The two-hour English-language debate -- which in the last election was watched by around 40 percent of Canadians -- is a chance for the former academic to shake off Conservative attack ads portraying him as elitist and out of touch.
Ignatieff's party badly trails the Conservatives, who have been in power since early 2006 and are seeking a third consecutive victory in the May 2 election.
"Michael Ignatieff probably needs a knockout in this to really, really change things ... at the very least I think he has got to surprise the electorate," said Allan Gregg of polling firm Harris Decima.
The debate between Ignatieff, Prime Minister Stephen Harper and the leaders of two smaller opposition parties starts at 7 p.m. on Tuesday and is particularly important, since English is Canada's most widely spoken language.

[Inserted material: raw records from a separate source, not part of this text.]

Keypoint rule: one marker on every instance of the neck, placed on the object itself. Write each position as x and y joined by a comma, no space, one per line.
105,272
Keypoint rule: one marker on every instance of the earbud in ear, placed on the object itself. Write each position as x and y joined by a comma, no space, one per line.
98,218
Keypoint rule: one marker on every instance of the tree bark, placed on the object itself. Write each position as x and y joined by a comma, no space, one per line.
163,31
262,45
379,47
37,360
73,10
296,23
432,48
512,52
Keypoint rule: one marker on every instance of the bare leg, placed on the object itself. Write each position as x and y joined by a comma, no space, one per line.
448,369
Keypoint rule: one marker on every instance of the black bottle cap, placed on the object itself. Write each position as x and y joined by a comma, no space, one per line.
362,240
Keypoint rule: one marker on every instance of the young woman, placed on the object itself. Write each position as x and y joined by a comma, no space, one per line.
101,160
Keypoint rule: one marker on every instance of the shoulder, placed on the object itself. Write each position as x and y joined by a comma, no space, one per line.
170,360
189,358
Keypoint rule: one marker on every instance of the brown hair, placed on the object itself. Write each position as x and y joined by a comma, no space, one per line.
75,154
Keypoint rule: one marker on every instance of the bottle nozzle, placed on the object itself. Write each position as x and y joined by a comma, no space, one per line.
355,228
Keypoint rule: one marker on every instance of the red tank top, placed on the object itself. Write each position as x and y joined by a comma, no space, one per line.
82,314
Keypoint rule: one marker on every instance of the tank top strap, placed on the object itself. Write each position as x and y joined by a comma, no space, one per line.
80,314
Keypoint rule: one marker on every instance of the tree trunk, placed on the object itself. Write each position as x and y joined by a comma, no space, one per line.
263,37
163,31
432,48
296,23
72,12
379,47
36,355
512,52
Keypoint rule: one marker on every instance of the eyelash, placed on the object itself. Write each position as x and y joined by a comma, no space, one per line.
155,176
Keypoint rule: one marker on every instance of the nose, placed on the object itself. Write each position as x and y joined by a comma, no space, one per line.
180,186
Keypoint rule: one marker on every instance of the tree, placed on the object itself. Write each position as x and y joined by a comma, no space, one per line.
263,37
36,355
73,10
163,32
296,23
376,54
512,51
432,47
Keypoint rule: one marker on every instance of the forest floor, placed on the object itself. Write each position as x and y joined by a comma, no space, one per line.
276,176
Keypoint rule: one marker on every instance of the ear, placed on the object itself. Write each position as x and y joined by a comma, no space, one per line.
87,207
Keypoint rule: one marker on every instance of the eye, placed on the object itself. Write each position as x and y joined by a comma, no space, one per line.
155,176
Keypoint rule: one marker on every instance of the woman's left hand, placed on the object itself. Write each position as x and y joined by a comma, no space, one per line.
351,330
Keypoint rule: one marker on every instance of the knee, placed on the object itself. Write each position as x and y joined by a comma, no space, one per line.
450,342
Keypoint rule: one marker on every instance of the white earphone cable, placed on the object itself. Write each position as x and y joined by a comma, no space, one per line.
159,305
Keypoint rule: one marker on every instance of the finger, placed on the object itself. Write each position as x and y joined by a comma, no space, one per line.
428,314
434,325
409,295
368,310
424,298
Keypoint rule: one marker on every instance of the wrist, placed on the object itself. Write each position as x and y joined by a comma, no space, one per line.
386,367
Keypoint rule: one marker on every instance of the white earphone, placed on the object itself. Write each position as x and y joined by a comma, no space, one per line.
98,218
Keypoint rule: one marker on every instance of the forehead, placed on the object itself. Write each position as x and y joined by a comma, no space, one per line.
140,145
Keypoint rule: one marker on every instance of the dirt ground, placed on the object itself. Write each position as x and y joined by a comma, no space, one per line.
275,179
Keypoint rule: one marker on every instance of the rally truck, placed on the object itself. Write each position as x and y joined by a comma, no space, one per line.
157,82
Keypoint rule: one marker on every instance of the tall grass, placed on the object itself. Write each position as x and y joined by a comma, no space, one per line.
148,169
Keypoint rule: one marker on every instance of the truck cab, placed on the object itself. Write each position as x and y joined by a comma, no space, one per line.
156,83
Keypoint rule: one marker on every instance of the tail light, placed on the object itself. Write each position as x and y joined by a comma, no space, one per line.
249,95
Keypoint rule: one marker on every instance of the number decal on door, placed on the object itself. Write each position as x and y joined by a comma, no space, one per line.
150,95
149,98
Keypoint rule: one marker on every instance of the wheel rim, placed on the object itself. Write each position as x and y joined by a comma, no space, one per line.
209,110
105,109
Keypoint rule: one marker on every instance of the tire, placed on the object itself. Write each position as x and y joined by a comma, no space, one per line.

A debate in French -- Canada's other official language -- will start at the same time on Wednesday.
Ignatieff said he has drawn inspiration from South African golfer Charl Schwartzel, who emerged from the pack to win the Masters championship in Augusta, Georgia, on Sunday.
"This great young South African guy just had nerves of steel and so we're going to need nerves of steel Tuesday night," he told reporters on Monday. Continued...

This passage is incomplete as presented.